Aurasma was Autonomy's augmented reality platform.  It was available as a software development kit or as a free app for iOS and Android-based mobile devices. Aurasma's image recognition technology used a smartphone's or tablet's camera to recognize real world images, augmenting physical content with animations, videos, 3D models and/or web pages. It was renamed to HP Reveal after purchase by HP in October 2011.

History

Aurasma's augmented reality technology was created in Cambridge, England, by the software company Autonomy, and first demonstrated publicly by Matt Mills in early 2011 at the MipTV Media Market in Cannes, France. On May 5, 2011 "Aurasma Lite" was launched as an application for iPhone, and a version for Android followed on June 10, 2011. In addition to Aurasma's own mobile app, the technology has also been integrated into of other smartphone and tablet applications, the first being created for the 2011 J. J. Abrams film Super 8. In December 2012, the Aurasma mobile app was updated and "Lite" was dropped from its name. 

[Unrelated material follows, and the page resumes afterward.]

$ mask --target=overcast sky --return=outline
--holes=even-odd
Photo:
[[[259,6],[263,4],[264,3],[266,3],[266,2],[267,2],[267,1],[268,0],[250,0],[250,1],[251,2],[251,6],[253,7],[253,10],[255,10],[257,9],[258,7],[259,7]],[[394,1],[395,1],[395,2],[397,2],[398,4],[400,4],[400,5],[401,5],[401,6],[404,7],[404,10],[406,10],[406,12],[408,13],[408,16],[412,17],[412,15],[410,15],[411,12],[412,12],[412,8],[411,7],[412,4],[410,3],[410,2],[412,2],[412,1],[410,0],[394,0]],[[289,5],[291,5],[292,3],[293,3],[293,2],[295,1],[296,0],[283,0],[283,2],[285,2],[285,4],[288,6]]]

In October 2011, Aurasma was acquired by Hewlett-Packard Enterprise. During this time, Annie Weinberger worked as the company's general manager. The app, now under HP Autonomy, was renamed to "HP Reveal." In addition to Aurasma's original content, the company provided white-collar applications, software development kits, and AR campaign tools. Though the name was changed to HP Reveal, a web-based service called "Aurasma Studio" was still available for users to create "auras". 

In September 2017, Hewlett-Packard sold Autonomy to Micro Focus, with Micro Focus attempting to merge with HP Autonomy. However, HP Reveal was discontinued by Hewlett-Packard in February 2020.

Industry awards and views
In 2011, Aurasma presented by Matt Mills won DEMO's "DEMOgod" and "People's Choice" awards. At the Consumer Electronics Show in Las Vegas, Nevada in 2012, Aurasma won CNET's "Best of CES Finalist" award. At the 2012 AR Summit Awards, Aurasma won two awards: "Best AR App" and "Best Overall AR." At the 2012 International Brand Video Awards, Aurasma won the "Award for Technical Innovation". Aurasma-powered apps also earned some awards, including Marvel's win of the 2012 Mobile Excellence Award "Best App for Entertainment" for its Marvel AR mobile app.

In 2013 Jonathan Margolis of the Financial Times described Aurasma as "ambitious but staggeringly useless".